Auch klassisches Thunderbolt 3 ist eine Untermenge des USB-4-Standards geworden. Der neuere Thunderbolt-4-Standard bringt deshalb keine höhere Geschwindigkeit mit sich, sondern agiert als Retter im Bezeichnungschaos: Es baut auf USB 4 auf und macht die zusätzlichen, im USB-Universum neuen Optionen verpflichtend. Zusätzlich wurden die Minimalanforderungen erhöht – etwa, dass sich zwei 4K-Monitore ansteuern lassen. Über Thunderbolt 3 ist das zwar auch möglich, doch verpflichtend war nur ein 4K-Bildschirm. Apple gibt an, dass M1-Macs einen 6K-Bildschirm ansteuern können, sagt aber nichts zu Dual-Monitor-Fähigkeiten.

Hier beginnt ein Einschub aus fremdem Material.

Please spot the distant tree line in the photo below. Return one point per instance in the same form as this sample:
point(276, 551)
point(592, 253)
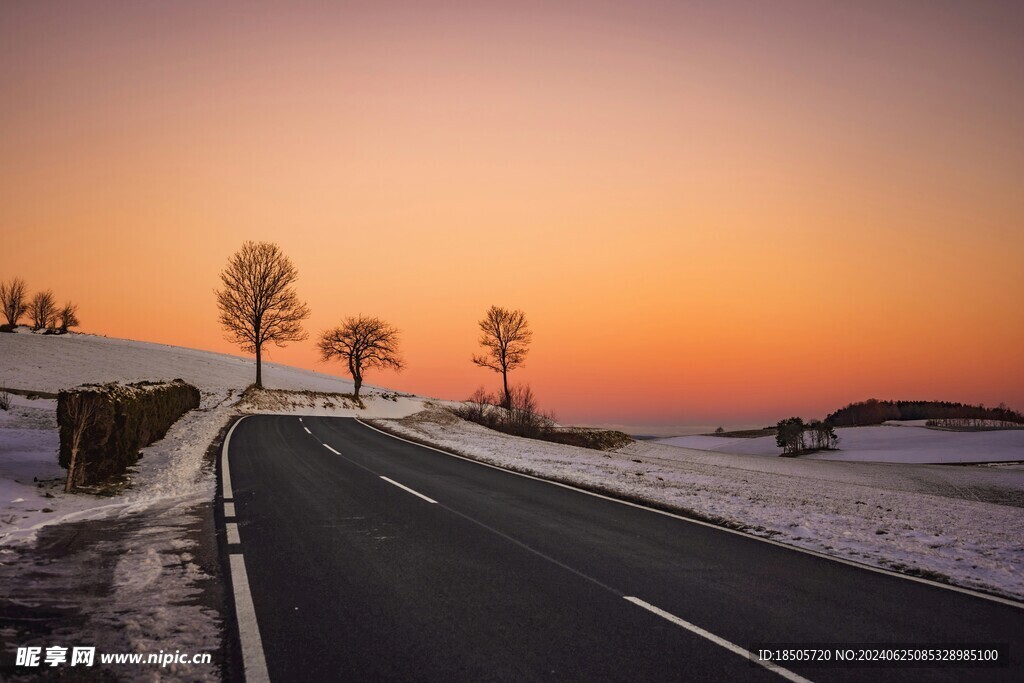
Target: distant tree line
point(873, 412)
point(41, 309)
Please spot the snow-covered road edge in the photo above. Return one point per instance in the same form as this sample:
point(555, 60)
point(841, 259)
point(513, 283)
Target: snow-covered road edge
point(965, 543)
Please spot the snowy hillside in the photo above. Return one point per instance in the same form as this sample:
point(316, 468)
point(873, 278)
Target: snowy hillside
point(884, 443)
point(31, 495)
point(51, 363)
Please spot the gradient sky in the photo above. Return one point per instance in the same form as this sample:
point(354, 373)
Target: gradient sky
point(711, 212)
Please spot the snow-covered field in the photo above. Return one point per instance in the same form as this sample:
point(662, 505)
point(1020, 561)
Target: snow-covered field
point(891, 442)
point(960, 522)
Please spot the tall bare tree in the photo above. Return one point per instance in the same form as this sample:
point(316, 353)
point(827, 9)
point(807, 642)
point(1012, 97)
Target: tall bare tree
point(506, 337)
point(12, 296)
point(68, 317)
point(361, 342)
point(42, 309)
point(82, 414)
point(258, 304)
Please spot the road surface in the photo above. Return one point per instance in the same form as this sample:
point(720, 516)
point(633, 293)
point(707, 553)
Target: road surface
point(368, 557)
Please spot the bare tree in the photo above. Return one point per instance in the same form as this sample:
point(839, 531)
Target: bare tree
point(68, 317)
point(361, 342)
point(12, 296)
point(42, 309)
point(258, 304)
point(506, 337)
point(82, 415)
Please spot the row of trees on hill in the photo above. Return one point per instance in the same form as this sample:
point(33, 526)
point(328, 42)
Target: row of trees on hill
point(258, 305)
point(794, 436)
point(41, 309)
point(873, 412)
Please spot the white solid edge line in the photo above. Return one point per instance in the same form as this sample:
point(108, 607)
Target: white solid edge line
point(225, 472)
point(414, 493)
point(253, 659)
point(806, 551)
point(692, 628)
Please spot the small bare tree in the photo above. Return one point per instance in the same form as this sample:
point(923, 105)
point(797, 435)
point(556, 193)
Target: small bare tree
point(82, 415)
point(361, 342)
point(258, 303)
point(506, 337)
point(12, 296)
point(43, 309)
point(68, 317)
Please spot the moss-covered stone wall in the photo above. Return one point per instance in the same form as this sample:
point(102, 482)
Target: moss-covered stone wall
point(122, 419)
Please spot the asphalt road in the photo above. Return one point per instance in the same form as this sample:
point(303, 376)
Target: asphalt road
point(372, 558)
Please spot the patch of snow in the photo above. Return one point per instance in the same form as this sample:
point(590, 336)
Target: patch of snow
point(961, 522)
point(907, 442)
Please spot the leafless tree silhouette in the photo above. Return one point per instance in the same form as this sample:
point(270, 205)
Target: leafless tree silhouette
point(361, 342)
point(68, 317)
point(12, 296)
point(258, 303)
point(506, 337)
point(43, 309)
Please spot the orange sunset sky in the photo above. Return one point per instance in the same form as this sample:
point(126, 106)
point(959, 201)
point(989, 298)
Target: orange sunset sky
point(712, 213)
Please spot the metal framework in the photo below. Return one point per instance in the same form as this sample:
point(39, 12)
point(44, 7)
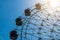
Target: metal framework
point(37, 24)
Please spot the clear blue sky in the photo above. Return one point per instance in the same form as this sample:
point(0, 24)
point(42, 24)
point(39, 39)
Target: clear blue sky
point(9, 10)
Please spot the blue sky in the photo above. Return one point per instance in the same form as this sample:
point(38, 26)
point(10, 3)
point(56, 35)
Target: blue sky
point(9, 10)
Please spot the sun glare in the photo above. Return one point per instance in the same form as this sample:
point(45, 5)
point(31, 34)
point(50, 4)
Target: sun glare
point(54, 3)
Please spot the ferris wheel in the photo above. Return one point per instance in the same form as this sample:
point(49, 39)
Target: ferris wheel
point(38, 23)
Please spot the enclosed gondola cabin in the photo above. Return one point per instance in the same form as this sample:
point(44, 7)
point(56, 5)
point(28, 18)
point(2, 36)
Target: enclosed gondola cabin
point(13, 35)
point(19, 21)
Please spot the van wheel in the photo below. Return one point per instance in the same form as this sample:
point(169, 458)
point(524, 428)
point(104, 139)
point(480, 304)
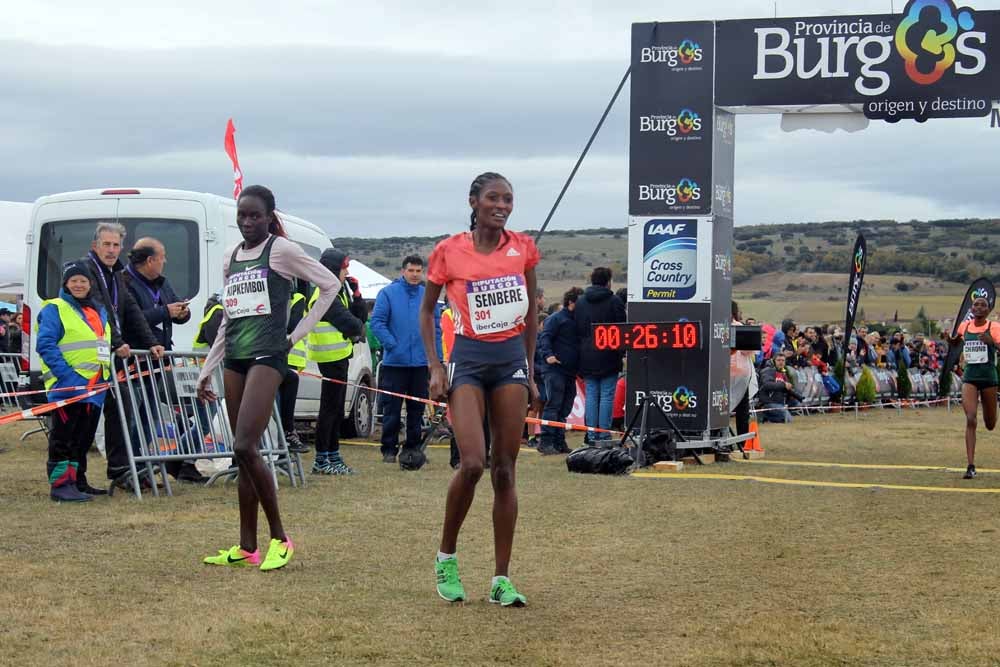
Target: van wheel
point(359, 423)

Womöglich ist solch eine Feinheit der Grund, warum Apple unspezifisch mit "Thunderbolt/USB 4" wirbt, also ohne Ziffer hinter Thunderbolt. Präziser wäre "Thunderbolt 3 mit besserer Bildschirmunterstützung als im Standard vorgesehen und USB mit 3.1-Geschwindigkeit" – nur ist das viel sperriger und klingt nicht so modern. Dass man Thunderbolt 4 derzeit nur in teuren Notebooks mit elfter Core-i-Generation vorfindet, ist aber nun mal ein Plattform-Vorteil von Intel: Als Miterfinder von Thunderbolt und maßgebliches Mitglied im USB-IF hatte man schlicht einen Entwicklungsvorsprung, was die Hardware-Implementierung von USB 4 beziehungsweise Thunderbolt 4 betraf. Allerdings ging auch Intel den Weg des geringsten Widerstands: Wie Messungen zeigen, ist bei bisherigen Thunderbolt-4-Notebooks anders als erwartet kein 20-GBit/s-USB drin, sondern lediglich altbekanntes 10-GBit/s-USB.